Paper from the Chung Lab on Retinal Vasculature in Amblyopia
By Liza Shevchuk

A new paper from the Chung lab, “Altered retinal vasculature in amblyopia,” by Rijul S. Soans and Susana T. L. Chung, has been published in the special issue on Advances in Amblyopia Research in Vision Research. The authors examined whether retinal blood vessel structure differs in adults with amblyopia compared to individuals with normal vision. Using OCT fundus imaging and a deep-learning–based vessel segmentation approach (Spatial Attention-UNet), they quantified key features of retinal vasculature.
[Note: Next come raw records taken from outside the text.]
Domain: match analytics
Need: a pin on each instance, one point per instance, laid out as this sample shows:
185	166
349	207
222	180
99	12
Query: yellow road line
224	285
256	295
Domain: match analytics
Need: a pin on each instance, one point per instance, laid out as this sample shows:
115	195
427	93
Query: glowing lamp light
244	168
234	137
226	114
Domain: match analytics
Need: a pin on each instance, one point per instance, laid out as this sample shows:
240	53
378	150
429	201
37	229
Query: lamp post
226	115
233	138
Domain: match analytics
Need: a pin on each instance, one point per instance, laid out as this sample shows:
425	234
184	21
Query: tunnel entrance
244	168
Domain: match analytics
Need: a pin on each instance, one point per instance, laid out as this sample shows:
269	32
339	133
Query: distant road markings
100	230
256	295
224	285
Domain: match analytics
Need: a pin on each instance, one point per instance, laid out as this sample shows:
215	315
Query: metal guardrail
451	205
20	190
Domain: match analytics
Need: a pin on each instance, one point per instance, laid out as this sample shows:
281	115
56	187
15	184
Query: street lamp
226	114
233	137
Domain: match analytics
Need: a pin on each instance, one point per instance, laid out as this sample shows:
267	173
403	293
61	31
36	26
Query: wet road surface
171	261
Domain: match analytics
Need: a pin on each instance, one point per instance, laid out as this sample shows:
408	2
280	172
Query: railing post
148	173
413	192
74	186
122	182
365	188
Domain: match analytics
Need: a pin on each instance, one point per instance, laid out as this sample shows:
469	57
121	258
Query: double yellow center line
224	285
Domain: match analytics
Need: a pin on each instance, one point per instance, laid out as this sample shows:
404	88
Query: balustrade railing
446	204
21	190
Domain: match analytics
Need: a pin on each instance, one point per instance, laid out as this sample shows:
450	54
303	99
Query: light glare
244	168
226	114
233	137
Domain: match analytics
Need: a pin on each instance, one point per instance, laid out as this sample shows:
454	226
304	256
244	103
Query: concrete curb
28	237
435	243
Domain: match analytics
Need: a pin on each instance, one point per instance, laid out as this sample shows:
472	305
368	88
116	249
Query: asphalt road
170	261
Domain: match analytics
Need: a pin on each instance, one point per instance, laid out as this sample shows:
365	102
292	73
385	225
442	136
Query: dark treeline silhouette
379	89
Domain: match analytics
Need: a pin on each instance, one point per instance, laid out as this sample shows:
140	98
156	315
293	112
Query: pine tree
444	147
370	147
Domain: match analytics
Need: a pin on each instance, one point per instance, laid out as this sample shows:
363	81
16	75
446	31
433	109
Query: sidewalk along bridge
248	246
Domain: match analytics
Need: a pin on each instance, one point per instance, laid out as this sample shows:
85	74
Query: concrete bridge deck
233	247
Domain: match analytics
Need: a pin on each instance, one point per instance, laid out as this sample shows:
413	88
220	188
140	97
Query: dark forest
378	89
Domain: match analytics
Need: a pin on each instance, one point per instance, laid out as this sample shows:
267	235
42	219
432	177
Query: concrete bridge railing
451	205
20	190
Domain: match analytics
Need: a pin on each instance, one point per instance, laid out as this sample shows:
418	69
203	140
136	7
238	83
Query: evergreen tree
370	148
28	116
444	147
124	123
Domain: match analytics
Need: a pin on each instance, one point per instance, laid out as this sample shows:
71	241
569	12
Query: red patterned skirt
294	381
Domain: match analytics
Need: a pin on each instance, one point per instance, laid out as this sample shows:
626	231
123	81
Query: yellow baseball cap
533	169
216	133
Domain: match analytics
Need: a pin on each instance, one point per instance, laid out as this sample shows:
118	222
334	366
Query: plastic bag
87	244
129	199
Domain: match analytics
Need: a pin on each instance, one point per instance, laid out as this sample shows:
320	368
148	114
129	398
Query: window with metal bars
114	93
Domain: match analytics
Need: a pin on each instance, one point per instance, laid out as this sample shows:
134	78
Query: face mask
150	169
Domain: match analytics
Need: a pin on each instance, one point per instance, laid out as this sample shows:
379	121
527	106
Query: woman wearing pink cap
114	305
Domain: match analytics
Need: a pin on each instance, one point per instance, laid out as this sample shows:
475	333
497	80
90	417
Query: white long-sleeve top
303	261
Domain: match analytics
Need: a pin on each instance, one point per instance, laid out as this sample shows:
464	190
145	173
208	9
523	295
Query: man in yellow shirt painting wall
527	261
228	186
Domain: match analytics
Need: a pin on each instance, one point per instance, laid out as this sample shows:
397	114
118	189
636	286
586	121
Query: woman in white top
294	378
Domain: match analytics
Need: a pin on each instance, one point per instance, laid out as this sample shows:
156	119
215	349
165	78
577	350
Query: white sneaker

The results showed reduced vascular richness and density in both amblyopic and fellow eyes compared to control eyes, suggesting that amblyopia may involve retinal alterations in addition to cortical changes.
Amblyopia (“lazy eye”) has long been thought to be a brain-based condition, with the retina itself considered structurally normal. We revisit this traditional view. By analyzing retinal images using advanced imaging and artificial intelligence tools, we found that the network of blood vessels in the retina is less dense in people with amblyopia - even in the fellow eye that sees better. This suggests that amblyopia may involve subtle changes in the retina itself, not just the brain. Understanding these retinal differences could help researchers better understand the biological basis of amblyopia and may eventually support the development of new diagnostic markers or treatment strategies.